To make their technology widely accessible, I-Stem has teamed up with non-profits that deliver the technology on the ground and ensure they provide support in classrooms.
In the present scenario, disability is often linked with low expectations. By collaborating with individuals with disabilities and showcasing their accomplishments, Sawhney and Sonker want to challenge the misconception that disability equates to limited expectations.
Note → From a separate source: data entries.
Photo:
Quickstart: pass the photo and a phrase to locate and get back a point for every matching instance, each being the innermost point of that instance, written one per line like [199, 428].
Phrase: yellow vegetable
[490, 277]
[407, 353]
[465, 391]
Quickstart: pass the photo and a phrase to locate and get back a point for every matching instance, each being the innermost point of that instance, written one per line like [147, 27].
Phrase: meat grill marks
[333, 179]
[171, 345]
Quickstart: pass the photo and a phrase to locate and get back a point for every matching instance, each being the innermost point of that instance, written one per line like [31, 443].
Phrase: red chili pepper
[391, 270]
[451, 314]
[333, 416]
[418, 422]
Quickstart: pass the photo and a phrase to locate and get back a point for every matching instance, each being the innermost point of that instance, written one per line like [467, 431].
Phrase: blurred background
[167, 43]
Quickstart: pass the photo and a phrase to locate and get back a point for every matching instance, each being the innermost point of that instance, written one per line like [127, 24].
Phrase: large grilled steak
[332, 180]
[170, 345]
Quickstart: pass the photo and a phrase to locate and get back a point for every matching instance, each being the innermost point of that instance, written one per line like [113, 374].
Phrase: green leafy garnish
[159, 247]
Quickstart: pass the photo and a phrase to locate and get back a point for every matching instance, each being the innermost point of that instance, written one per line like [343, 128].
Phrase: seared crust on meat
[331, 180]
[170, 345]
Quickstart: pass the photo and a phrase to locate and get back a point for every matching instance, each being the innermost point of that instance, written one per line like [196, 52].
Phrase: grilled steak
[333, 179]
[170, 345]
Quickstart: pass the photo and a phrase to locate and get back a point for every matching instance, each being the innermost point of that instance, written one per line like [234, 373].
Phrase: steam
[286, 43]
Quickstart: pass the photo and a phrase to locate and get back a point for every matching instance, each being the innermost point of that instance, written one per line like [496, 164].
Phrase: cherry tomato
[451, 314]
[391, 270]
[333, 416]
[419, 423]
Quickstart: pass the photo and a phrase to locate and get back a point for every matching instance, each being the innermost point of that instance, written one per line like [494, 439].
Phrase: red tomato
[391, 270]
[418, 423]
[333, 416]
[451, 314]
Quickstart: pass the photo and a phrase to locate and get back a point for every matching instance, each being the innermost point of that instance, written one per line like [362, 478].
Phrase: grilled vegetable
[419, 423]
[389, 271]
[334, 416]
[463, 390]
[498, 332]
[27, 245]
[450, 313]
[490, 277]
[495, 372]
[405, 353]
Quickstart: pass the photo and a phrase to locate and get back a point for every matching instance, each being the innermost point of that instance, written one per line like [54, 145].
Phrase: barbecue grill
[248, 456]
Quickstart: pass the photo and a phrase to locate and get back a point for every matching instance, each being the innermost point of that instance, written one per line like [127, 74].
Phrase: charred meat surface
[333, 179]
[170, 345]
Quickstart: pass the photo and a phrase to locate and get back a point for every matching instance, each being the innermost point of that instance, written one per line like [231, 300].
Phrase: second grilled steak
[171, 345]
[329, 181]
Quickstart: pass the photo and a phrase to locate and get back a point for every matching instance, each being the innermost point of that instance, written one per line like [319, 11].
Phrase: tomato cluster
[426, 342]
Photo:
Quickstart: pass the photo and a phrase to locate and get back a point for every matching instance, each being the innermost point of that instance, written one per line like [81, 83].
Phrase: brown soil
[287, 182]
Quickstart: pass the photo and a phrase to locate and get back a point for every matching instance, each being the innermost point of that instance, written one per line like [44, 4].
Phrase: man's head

“Demonstrating that people with disabilities can hold positions of power helps transform the overall narrative around disability. With universities, we administer a fellowship programme targeting individuals with high potential and disabilities.
“We believe that by assisting these individuals in securing meaningful roles within high-growth industries, they can serve as influential role models. This not only paves the way for their success but also contributes to reshaping the narrative and discourse surrounding disability,” Sawhney said.
Moreover, over 70% of the disabled community in India is unemployed, which is more than the population of Sri Lanka, Sawhney said who also believes this is contributing to an annual loss of nearly USD 12 billion to the Indian economy.
To solve this problem, I-Stem has launched a hiring portal that helps disabled candidates connect with employers based on their past experience, work preferences, aspirations and disability.